Джин и Хатсу обмениваются взглядами. Хатсу складывает руки на груди.
— Ну а что еще мы можем сделать? Мы же не можем выйти из запертых ворот?
Мои глаза распахиваются шире, а сердце начинает лихорадочно биться. А почему нет?
Мне вдруг показалось, что я забралась на спину слону и мне открылась очевидная истина.
— А вдруг у нас получится? — спрашиваю я, переводя взгляд с одной подруги на другую. Самый верный выход чаще всего находится там, где был вход, ведь так? — и я делаю глубокий вдох, чтобы унять восторг от этого откровения. — Нам не нужно искать другой выход, достаточно будет найти ключ от этого! Мы же знаем, что она хранит ключи в своей комнате, да?
У Хатсу глаза сначала округлились от удивления, затем затуманились волнением.
Но как мы это сделаем? Если ключ будет здесь, значит, и Матушка тоже. Как же мы тогда сбежим?
— А мы организуем себе возможность, — я взбудоражена этой идеей. — Когда все будут в доме, нам надо будет выманить их на поляну. Вы с Джин устроите там что-нибудь шумное.
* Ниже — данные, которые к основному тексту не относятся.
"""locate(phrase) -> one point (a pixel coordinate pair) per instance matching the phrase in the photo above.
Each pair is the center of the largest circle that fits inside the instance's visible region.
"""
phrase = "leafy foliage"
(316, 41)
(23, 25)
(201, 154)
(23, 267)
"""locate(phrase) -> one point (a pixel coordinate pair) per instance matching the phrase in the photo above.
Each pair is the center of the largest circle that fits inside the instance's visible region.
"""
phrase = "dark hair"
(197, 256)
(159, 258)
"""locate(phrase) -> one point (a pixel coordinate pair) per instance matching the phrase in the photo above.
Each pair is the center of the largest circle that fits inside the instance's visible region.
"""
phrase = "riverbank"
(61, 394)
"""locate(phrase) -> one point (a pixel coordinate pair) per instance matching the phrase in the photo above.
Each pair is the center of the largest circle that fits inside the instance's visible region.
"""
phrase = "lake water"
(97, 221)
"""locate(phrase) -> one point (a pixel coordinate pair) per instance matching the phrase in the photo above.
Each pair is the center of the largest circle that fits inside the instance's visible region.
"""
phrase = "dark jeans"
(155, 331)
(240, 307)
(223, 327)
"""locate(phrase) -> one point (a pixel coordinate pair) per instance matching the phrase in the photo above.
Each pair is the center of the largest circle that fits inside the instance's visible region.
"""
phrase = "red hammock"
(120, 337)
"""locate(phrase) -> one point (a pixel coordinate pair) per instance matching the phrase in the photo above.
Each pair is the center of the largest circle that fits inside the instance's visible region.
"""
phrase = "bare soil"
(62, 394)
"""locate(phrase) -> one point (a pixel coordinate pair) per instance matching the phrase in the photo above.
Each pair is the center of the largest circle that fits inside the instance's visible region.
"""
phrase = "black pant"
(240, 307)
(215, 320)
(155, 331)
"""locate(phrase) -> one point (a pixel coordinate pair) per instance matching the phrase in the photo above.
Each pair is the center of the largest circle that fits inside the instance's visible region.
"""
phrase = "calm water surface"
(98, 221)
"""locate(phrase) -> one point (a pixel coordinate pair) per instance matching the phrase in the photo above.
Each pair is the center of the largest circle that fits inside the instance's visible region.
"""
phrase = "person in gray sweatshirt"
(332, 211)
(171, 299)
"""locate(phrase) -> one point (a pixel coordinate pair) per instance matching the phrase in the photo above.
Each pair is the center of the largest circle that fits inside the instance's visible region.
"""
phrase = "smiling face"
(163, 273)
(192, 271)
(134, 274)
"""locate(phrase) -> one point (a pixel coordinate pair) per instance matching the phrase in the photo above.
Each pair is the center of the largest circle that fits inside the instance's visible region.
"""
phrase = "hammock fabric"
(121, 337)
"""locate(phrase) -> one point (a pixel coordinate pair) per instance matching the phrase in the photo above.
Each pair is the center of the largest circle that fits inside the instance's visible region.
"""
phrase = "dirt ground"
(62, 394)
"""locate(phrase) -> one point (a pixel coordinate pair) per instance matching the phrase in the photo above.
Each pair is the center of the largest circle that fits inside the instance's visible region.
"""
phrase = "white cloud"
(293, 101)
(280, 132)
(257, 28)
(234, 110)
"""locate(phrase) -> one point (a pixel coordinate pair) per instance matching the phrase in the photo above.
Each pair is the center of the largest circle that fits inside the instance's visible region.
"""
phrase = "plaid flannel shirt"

Что, например? — спрашивает Джин, нервно глядя то на меня, то на Хатсу.
— Не знаю, — пожимаю я плечами. — Ну изобразите, что вам больно или вы устроили драку. Да что угодно. Какая разница? Главное, чтобы на вас все прибежали поглазеть. И тогда я побегу к дому с криками о помощи, — я почти смеюсь, представляя это. А ведь моя идея может сработать. — Когда все побегут на поляну, я останусь тут и отыщу ключ. Все просто.
— Рискованно, — Хатсу качает головой.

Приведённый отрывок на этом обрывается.